The advancement of AI watermarks and C2PA carries dual significance. Tools for proving the provenance of original content are strengthening, but the battlefield for authenticating AI-generated content is growing more complex. For artists, protection tools like Glaze/Nightshade exist, but as the LightShed research demonstrates, their longevity is uncertain.

For Consumers

No technology yet provides a 100% definitive answer to “is this content real?” The absence of a watermark does not mean content is not AI-generated (watermarks can be removed). The presence of a watermark does not definitively mean content is AI-generated (false positives are possible). The absence of C2PA metadata also says nothing about content authenticity (it can be lost through screenshots). Media literacy remains essential regardless of technological progress.

For the Ecosystem

Watermarks are not a standalone solution but one component of a multi-layered defense strategy.

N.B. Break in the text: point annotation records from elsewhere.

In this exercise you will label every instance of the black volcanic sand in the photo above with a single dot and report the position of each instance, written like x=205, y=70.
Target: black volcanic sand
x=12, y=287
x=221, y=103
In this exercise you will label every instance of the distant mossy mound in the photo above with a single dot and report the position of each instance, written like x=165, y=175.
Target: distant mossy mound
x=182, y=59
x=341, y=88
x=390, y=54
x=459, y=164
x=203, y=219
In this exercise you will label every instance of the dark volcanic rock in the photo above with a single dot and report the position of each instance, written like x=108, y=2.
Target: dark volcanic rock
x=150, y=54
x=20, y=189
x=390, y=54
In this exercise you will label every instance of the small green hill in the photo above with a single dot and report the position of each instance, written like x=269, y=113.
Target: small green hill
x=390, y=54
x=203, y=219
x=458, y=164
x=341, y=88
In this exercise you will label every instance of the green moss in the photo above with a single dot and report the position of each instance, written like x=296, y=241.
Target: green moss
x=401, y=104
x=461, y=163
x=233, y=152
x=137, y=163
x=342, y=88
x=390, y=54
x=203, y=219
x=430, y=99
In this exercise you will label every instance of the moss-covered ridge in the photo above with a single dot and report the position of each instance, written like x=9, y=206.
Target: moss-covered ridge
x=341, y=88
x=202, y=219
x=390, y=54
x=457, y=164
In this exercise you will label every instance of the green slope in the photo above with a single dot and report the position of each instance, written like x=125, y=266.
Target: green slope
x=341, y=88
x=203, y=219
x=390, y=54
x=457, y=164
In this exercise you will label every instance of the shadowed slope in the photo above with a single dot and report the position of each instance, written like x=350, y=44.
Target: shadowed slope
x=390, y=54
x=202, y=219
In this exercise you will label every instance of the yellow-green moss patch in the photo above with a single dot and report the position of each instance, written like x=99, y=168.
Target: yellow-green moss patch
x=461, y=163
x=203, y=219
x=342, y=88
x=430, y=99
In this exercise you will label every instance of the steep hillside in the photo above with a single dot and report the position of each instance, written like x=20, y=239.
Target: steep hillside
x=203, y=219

A realistic approach combines:

  1. Embedded watermarks: Signals directly inserted into content (SynthID, Tree-Ring, etc.)
  2. Metadata-based provenance tracking: Cryptographically verifiable history (C2PA)
  3. Post-hoc classifiers: Independent models that determine whether content is AI-generated
  4. Platform policies: Automated detection and labeling at upload time
  5. Regulatory frameworks: Mandatory transparency and accountability requirements

No single technology is complete. But in combination, they create an effective deterrent for the unmotivated majority and a cost-raising barrier for the motivated few. Content authentication in the deepfake era is simultaneously a technical problem and a social one, and watermarks are a critical piece of that complex puzzle.